If you're working on backend systems, I reckon that this is part of the job. Sometimes orgs or teams end up specialised, where one team might focus on writing the application code and a second team focuses on deploying and operating the application in production. Again, I wouldn't expect a junior hire with no prior work experience to have much ability or intuition about what "production" means or practical experience deploying stuff, since that comes from actually working with production systems, and how you do that exactly is usually quite tech stack specific (if the team deploys to windows VMs or "serverless" in AWS or containers in GKE or ships a windows installer package for the clients to download or so on).
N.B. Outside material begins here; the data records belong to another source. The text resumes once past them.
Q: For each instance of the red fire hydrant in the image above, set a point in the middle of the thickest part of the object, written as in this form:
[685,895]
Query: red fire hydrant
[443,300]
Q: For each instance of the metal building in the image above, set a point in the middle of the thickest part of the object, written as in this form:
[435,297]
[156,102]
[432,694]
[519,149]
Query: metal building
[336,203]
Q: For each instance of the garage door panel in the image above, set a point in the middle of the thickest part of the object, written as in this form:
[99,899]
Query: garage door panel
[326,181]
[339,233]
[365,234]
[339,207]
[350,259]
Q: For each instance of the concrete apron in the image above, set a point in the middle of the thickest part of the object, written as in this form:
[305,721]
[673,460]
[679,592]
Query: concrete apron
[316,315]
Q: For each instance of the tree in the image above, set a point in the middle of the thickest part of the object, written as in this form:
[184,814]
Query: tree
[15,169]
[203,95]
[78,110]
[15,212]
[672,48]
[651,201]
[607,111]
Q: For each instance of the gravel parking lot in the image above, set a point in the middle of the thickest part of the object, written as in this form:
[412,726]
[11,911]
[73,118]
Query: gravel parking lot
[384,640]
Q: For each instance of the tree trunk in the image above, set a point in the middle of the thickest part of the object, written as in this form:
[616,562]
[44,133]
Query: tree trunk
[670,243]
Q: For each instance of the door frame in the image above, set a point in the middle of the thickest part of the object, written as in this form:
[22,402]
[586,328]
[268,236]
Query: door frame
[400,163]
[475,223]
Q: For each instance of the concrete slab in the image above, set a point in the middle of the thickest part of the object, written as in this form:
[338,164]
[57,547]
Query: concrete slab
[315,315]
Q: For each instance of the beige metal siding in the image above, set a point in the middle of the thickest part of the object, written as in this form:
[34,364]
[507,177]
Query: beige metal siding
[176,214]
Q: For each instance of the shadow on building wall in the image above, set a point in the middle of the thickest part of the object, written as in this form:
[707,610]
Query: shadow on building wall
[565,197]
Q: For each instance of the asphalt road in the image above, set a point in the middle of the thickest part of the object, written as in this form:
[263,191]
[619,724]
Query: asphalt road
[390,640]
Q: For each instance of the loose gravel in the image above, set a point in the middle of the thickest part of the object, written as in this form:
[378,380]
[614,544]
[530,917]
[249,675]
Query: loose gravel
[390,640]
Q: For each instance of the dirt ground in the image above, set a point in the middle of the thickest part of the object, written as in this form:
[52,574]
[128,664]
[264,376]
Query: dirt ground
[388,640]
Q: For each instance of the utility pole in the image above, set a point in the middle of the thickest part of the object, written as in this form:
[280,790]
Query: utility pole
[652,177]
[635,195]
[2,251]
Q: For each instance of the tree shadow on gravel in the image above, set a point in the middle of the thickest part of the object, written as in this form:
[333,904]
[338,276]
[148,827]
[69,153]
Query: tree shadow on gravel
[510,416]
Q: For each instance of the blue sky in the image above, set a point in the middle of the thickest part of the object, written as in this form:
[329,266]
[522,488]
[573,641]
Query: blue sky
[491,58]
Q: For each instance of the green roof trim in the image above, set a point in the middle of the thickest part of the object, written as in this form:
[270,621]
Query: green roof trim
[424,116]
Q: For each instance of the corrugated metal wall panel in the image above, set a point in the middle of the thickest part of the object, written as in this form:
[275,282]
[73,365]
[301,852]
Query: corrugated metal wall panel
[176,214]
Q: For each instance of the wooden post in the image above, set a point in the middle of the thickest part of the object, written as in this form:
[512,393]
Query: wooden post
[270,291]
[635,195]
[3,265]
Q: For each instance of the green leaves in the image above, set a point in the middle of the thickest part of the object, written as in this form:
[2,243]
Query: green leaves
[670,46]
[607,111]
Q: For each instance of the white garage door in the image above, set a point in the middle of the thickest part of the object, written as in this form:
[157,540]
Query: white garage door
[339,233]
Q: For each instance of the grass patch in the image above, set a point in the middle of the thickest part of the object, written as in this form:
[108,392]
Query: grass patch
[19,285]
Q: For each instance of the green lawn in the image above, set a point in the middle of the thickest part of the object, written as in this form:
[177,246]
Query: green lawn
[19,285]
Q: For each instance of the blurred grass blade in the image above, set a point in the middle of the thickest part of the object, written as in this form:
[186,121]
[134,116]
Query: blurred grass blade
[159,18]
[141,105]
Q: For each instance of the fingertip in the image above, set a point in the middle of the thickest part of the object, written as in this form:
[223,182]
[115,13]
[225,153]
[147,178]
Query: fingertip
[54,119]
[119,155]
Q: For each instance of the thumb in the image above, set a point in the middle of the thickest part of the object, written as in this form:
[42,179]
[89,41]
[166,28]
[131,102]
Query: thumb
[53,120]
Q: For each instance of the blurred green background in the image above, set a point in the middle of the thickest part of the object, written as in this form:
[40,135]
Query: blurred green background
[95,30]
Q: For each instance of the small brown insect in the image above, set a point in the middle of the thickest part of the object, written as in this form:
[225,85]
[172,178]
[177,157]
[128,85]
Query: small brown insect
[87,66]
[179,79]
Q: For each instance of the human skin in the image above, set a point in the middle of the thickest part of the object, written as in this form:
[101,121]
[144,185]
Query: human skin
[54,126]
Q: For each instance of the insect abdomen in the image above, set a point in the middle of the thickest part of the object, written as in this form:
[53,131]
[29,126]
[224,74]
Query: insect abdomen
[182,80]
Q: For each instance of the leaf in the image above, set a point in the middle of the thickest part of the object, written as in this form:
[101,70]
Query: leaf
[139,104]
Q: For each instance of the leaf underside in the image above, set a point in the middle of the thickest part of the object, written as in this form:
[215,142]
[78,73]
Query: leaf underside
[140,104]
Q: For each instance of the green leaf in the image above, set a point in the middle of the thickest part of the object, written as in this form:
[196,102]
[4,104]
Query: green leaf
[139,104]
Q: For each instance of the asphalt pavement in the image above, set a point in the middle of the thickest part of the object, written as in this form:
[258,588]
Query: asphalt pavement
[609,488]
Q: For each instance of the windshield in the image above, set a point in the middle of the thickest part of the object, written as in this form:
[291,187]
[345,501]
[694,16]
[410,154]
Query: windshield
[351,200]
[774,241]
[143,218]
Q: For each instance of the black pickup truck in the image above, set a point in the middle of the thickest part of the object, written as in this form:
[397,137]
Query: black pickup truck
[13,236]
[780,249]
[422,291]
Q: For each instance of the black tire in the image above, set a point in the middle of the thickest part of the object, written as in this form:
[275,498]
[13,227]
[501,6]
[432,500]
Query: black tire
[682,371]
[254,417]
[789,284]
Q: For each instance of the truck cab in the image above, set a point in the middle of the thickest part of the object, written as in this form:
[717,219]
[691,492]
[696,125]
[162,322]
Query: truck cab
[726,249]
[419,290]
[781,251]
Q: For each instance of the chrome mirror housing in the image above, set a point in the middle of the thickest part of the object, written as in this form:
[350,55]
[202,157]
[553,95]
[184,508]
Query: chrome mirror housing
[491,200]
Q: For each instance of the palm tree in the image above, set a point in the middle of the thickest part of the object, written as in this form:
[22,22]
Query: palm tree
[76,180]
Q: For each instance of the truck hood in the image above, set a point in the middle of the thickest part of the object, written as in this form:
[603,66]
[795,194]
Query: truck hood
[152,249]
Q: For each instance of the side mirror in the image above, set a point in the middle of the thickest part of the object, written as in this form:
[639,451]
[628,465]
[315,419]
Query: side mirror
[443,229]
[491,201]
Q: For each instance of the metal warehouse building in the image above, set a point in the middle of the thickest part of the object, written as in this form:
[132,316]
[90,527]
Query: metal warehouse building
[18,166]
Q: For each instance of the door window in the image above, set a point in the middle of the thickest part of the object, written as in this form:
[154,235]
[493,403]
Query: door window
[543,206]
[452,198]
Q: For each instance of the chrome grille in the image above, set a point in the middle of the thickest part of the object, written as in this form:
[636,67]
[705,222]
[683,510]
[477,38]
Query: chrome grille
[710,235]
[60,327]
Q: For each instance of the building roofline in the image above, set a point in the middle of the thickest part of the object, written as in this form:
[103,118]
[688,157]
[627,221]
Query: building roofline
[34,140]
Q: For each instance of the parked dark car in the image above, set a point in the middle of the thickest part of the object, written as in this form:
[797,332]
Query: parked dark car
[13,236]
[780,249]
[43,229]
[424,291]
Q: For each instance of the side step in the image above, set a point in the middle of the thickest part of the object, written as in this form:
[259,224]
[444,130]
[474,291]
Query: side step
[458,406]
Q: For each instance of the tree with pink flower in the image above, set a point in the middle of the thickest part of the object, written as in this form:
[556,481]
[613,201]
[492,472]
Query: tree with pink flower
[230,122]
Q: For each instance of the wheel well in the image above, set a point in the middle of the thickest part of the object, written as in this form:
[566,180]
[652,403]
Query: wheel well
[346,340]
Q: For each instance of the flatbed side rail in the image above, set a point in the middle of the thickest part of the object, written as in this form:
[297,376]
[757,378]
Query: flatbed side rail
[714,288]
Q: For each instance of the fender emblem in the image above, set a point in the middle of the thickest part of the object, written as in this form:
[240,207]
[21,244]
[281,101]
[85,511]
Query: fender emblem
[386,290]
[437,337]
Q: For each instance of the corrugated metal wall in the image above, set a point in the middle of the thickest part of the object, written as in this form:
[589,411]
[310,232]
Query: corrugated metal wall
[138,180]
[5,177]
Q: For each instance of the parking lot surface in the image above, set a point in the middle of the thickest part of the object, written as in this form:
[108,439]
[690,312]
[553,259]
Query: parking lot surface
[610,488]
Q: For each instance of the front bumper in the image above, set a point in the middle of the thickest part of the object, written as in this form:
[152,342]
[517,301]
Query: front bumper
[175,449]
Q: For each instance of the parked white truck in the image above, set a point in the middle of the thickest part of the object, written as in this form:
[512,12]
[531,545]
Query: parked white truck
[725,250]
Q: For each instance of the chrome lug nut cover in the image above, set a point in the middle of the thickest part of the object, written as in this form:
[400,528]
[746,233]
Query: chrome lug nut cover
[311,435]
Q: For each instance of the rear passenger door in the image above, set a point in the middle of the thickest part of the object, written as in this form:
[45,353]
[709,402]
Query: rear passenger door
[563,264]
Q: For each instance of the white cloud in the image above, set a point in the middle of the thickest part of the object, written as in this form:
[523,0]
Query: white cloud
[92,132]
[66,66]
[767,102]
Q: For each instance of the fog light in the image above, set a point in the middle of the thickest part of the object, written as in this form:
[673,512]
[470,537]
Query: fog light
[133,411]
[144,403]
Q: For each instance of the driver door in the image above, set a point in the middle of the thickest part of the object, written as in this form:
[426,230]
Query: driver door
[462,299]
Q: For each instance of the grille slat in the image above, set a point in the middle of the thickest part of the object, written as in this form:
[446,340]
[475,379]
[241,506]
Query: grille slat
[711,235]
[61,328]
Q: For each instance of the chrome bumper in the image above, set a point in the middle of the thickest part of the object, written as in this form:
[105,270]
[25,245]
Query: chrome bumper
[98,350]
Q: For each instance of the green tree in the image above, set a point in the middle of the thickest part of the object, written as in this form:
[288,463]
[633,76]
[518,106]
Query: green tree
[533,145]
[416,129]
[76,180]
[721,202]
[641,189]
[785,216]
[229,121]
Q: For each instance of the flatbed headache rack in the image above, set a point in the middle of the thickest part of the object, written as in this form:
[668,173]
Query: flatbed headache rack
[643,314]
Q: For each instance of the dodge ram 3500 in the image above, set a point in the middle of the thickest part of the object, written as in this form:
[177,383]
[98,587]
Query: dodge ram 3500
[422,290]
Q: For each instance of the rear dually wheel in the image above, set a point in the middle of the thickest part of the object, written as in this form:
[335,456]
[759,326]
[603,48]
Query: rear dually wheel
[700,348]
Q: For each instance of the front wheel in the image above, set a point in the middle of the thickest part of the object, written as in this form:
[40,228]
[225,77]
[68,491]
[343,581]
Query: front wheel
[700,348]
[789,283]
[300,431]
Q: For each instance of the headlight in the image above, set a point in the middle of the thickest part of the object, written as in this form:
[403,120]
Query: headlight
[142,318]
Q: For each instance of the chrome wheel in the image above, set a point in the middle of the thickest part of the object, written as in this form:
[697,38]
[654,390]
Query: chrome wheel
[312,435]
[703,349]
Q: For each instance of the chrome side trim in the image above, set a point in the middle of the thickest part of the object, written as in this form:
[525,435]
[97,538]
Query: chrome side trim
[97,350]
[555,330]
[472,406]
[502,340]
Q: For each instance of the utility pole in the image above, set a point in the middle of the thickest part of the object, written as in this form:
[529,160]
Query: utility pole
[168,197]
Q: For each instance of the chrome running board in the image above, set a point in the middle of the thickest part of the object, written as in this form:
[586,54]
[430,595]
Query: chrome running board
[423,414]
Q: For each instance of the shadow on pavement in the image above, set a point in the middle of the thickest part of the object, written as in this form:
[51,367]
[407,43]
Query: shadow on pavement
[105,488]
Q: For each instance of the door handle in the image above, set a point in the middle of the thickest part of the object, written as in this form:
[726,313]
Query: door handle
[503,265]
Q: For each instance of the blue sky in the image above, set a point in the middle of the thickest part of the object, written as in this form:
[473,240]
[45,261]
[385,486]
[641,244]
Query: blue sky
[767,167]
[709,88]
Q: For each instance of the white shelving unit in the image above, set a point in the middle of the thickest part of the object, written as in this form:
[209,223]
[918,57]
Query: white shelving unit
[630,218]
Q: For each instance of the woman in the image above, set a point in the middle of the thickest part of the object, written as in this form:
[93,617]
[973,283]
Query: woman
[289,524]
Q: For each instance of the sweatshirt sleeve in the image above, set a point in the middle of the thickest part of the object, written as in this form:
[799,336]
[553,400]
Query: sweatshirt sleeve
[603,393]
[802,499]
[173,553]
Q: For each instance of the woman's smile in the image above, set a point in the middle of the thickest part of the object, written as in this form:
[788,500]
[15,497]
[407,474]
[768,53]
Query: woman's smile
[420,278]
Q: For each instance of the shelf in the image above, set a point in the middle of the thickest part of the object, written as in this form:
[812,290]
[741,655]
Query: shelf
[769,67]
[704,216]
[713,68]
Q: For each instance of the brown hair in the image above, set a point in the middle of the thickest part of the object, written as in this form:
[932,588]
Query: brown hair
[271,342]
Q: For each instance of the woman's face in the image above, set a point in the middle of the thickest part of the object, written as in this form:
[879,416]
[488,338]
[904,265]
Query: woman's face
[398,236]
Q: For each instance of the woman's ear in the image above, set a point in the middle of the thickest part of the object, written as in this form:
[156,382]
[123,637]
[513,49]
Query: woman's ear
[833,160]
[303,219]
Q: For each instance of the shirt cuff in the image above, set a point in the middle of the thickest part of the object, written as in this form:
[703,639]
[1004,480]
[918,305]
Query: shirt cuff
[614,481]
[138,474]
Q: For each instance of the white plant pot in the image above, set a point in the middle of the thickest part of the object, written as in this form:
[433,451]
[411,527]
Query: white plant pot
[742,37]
If you've mainly done development of application code and haven't worked that much with building and running production services, I can recommend having a read through Nygard's book "release it!" . It mainly focuses on how to improve reliability and availability of services, which is only going to matter for some roles -- e.g. if you join a team that still ships desktop software in this day and age and doesn't run any services then it may not be that relevant.
posted by are-coral-made at 1:44 PM on November 30, 2021 [1 favorite]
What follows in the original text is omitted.